Issue: Whether or not the Exec. Secretary and the DFA have the ministerial duty to
transmit to the Senate the copy of the Rome Statute signed by a member of the
Philippine mission to the U.N. even without the signature of the President.

The Supreme Court held NO.

1. The President as the head of state is the sole organ and authorized in the external
relations and he is also the country's sole representative with foreign nations, He is the
mouthpiece with respect to the country's foreign affairs.

2. In treaty-making, the President has the sole authority to negotiate with other states
and enter into treaties but this power is limited by the Constitution with the 2/3 required
vote of all the members of the Senate for the treaty to be valid. (Sec. 21, Art VII).

3. The legislative branch part is essential to provide a check on the executive in the field
of foreign relations, to ensure the nation's pursuit of political maturity and growth.

SECTION 23
80 SCRA 538 Political Law Constitutional Law Presidents Immunity From
Suit

In December 1977, a referendum was scheduled to be held. The purpose of which was
to merge the office of the Prime Minister and the Office of the President. At that time,
Marcos was serving as the president and at the same time he was wielding legislative
powers. The referendum was to ask the people whether or not they still want Marcos to

serve as the president (and at the same time Prime Minister) after an interim Batasan
Pambansa will be organized. Ernesto Hidalgo filed a petition for prohibition and
mandamus before the Supreme Court to enjoin COMELEC and the president from
proceeding with the said referendum as he averred that the referendum will effectively
amend the C0nstitution, which he says is unconstitutional and improper.

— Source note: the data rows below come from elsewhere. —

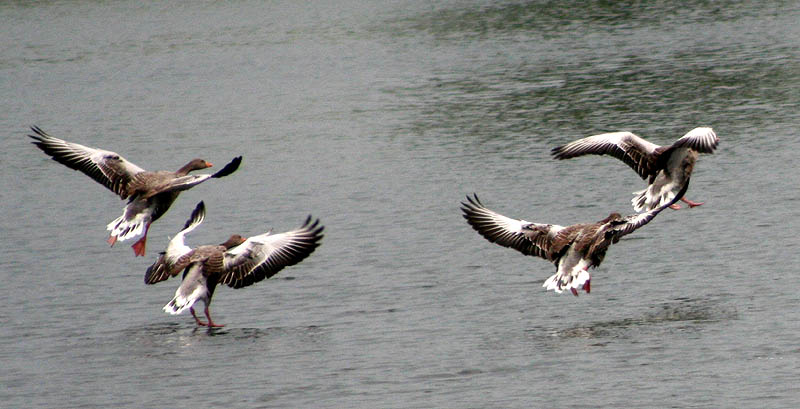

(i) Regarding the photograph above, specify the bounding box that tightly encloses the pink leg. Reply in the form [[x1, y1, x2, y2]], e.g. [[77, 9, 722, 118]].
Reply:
[[681, 197, 705, 208], [189, 307, 208, 327], [131, 223, 150, 256], [205, 305, 225, 327]]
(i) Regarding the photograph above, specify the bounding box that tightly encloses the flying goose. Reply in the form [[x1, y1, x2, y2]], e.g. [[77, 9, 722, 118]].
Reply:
[[144, 202, 324, 327], [461, 194, 680, 296], [552, 127, 719, 212], [28, 126, 242, 256]]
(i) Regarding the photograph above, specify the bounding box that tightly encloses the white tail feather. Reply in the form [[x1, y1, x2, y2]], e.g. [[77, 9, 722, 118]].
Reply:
[[106, 210, 150, 241], [542, 263, 592, 294]]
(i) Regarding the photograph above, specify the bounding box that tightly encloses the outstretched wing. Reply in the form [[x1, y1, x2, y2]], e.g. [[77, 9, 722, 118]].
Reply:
[[672, 127, 719, 153], [138, 156, 242, 198], [551, 132, 659, 179], [28, 126, 144, 199], [144, 201, 206, 284], [211, 156, 242, 178], [219, 216, 324, 288], [461, 194, 563, 260], [606, 181, 689, 242]]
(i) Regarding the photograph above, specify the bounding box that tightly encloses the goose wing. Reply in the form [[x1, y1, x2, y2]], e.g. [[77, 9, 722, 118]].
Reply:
[[28, 126, 144, 199], [136, 156, 242, 199], [144, 201, 206, 284], [606, 203, 668, 242], [219, 216, 324, 288], [672, 127, 719, 153], [461, 194, 564, 261], [551, 132, 659, 179]]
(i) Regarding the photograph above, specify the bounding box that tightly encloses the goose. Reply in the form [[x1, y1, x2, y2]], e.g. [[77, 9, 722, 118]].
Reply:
[[144, 202, 324, 327], [551, 127, 719, 212], [28, 126, 242, 256], [461, 194, 680, 296]]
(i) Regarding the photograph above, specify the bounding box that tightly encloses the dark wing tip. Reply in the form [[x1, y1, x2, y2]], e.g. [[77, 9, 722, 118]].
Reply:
[[211, 156, 242, 178], [550, 145, 569, 160], [183, 200, 206, 229]]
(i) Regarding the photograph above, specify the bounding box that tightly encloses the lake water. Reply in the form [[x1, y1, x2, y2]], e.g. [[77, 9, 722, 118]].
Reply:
[[0, 0, 800, 408]]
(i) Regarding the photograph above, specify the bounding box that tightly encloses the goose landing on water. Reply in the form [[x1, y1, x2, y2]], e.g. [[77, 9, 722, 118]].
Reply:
[[144, 202, 324, 327], [552, 128, 719, 212], [28, 126, 242, 256], [461, 195, 671, 296]]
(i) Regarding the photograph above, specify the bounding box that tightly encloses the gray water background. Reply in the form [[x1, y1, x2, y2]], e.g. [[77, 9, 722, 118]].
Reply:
[[0, 0, 800, 408]]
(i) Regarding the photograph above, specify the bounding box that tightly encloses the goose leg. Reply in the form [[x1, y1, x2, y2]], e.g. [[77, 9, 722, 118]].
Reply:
[[205, 305, 225, 327], [131, 223, 150, 256], [189, 307, 208, 327]]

ISSUE: Whether or not the president can be sued and compelled through a mandamus
by the SC.

HELD: The Supreme Court did not pass upon the issue of the suability of the Presisent
in thsi case considering that the COMELEC, the body tasked to implement the
referendum, was impleaded.

The SC however ruled that the referendum is valid and that the same will merely ask the
people if they want Marcos to stay in power or not and that the referendum will not
amend the Constitution as Hidalgo avers.